Microbial communities play a vital role in most processes in the biosphere and are essential for solving present and future environmental challenges. Examples include the impact of the human microbiome on health and disease, the discovery of new antibiotics, and turning waste products into valuables. In essence, life would rapidly cease to exist in a world without microbes. However, given the large difficulties in isolating individual microbes, the majority of microbes remain undescribed; also known as the “microbial dark matter”. In the past 10 years, new methods have revolutionized our access to the genomes of microbial dark matter and have sparked an explosion of new fundamental discoveries based on genomic evidence.
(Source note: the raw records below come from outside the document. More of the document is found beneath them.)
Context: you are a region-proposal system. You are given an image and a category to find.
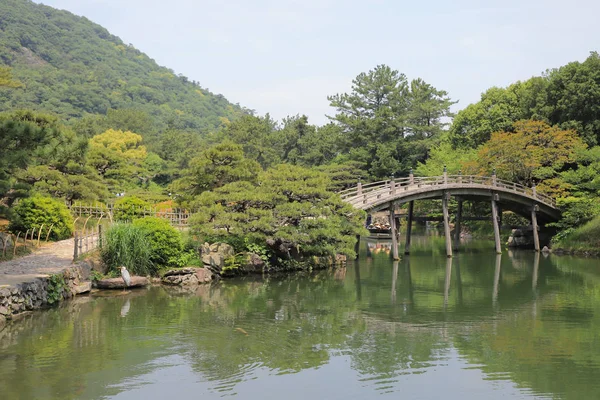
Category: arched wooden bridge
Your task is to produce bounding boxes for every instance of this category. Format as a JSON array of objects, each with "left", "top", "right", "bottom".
[{"left": 339, "top": 173, "right": 560, "bottom": 258}]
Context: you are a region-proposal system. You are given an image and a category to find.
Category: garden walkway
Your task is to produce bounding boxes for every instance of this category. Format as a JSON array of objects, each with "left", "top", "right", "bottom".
[{"left": 0, "top": 239, "right": 73, "bottom": 288}]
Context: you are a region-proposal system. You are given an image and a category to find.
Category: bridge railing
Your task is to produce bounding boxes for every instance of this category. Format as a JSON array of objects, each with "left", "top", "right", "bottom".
[{"left": 339, "top": 175, "right": 556, "bottom": 207}]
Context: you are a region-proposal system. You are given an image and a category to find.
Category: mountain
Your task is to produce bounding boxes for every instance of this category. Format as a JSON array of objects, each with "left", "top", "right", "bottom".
[{"left": 0, "top": 0, "right": 244, "bottom": 131}]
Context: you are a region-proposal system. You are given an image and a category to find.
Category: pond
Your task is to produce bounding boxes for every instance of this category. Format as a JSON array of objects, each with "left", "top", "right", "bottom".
[{"left": 0, "top": 238, "right": 600, "bottom": 400}]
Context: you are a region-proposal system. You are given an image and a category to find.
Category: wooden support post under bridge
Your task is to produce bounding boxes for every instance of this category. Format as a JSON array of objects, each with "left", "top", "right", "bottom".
[
  {"left": 442, "top": 192, "right": 452, "bottom": 257},
  {"left": 404, "top": 200, "right": 415, "bottom": 254},
  {"left": 492, "top": 193, "right": 502, "bottom": 254},
  {"left": 454, "top": 198, "right": 463, "bottom": 251},
  {"left": 390, "top": 203, "right": 400, "bottom": 260},
  {"left": 531, "top": 205, "right": 540, "bottom": 252}
]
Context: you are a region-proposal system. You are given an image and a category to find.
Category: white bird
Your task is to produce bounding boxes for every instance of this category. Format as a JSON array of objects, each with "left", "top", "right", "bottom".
[
  {"left": 121, "top": 298, "right": 131, "bottom": 318},
  {"left": 121, "top": 267, "right": 131, "bottom": 290}
]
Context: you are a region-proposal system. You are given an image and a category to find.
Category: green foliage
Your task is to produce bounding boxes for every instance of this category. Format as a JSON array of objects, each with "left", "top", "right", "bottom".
[
  {"left": 317, "top": 161, "right": 369, "bottom": 192},
  {"left": 90, "top": 270, "right": 104, "bottom": 282},
  {"left": 9, "top": 196, "right": 73, "bottom": 240},
  {"left": 473, "top": 120, "right": 586, "bottom": 195},
  {"left": 133, "top": 217, "right": 183, "bottom": 267},
  {"left": 222, "top": 114, "right": 281, "bottom": 168},
  {"left": 552, "top": 212, "right": 600, "bottom": 252},
  {"left": 88, "top": 129, "right": 151, "bottom": 192},
  {"left": 0, "top": 110, "right": 107, "bottom": 205},
  {"left": 46, "top": 274, "right": 67, "bottom": 304},
  {"left": 450, "top": 52, "right": 600, "bottom": 148},
  {"left": 328, "top": 65, "right": 454, "bottom": 178},
  {"left": 191, "top": 164, "right": 364, "bottom": 259},
  {"left": 173, "top": 141, "right": 260, "bottom": 203},
  {"left": 0, "top": 67, "right": 23, "bottom": 88},
  {"left": 415, "top": 140, "right": 477, "bottom": 176},
  {"left": 113, "top": 196, "right": 150, "bottom": 222},
  {"left": 552, "top": 197, "right": 600, "bottom": 230},
  {"left": 100, "top": 224, "right": 158, "bottom": 276},
  {"left": 0, "top": 0, "right": 244, "bottom": 135}
]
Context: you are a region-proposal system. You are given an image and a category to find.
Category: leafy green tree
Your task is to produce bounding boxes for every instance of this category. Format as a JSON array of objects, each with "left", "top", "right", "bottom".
[
  {"left": 415, "top": 140, "right": 477, "bottom": 176},
  {"left": 327, "top": 65, "right": 409, "bottom": 148},
  {"left": 317, "top": 161, "right": 369, "bottom": 192},
  {"left": 0, "top": 111, "right": 60, "bottom": 206},
  {"left": 173, "top": 141, "right": 261, "bottom": 203},
  {"left": 475, "top": 120, "right": 586, "bottom": 195},
  {"left": 113, "top": 196, "right": 150, "bottom": 222},
  {"left": 222, "top": 114, "right": 278, "bottom": 168},
  {"left": 88, "top": 129, "right": 148, "bottom": 191},
  {"left": 133, "top": 217, "right": 183, "bottom": 267},
  {"left": 0, "top": 67, "right": 23, "bottom": 88},
  {"left": 191, "top": 164, "right": 364, "bottom": 259},
  {"left": 328, "top": 65, "right": 453, "bottom": 178},
  {"left": 407, "top": 78, "right": 457, "bottom": 139},
  {"left": 295, "top": 123, "right": 342, "bottom": 167},
  {"left": 0, "top": 0, "right": 247, "bottom": 134},
  {"left": 449, "top": 86, "right": 527, "bottom": 148},
  {"left": 9, "top": 196, "right": 73, "bottom": 240},
  {"left": 547, "top": 52, "right": 600, "bottom": 145}
]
Despite the fundamental discoveries enabled by new methods, we are still far from having a meaningful genomic representation of the tree of life. This can be underlined by the fact that the microbial species diversity in nature is vast, with estimates of millions to billions or even trillions of species. This is in stark contrast to the 47,894 prokaryotic species in the genome databases(GTDB v. 202). In our current Villum Synergy Initiator project we have demonstrated how the integration of state-of-the-art long-read DNA sequencing and graph-based deep learning can go beyond the current state of the art in bacterial genome recovery. Our new platform has the potential to supercharge genome recovery of microbial dark matter, and in this project, we want to realize that potential. Furthermore, we will develop novel tools to handle microbial genome data at an unprecedented scale and their integration with heterogeneous environmental data to enable an understanding of how biodiversity is shaped by the environment.
Therefore, the objectives of the DarkScience project are to develop new methods and approaches that enable access and analysis of microbial dark matter and their interaction with the environment.
1: Develop new binning features to separate microbial genomes by species-specific modified nucleotide signatures in the raw Nanopore DNA sequencing signal.
2: Supercharge microbial genome recovery by the development of novel graph-based machine learning binning frameworks.
3: Enable novel perspectives of analysis and make data and results accessible through the integration of heterogeneous external data with bacterial genome data at scale.
4: Identify natural drives of bacterial biodiversity by exploring hidden links between microbial genome diversity and environmental data.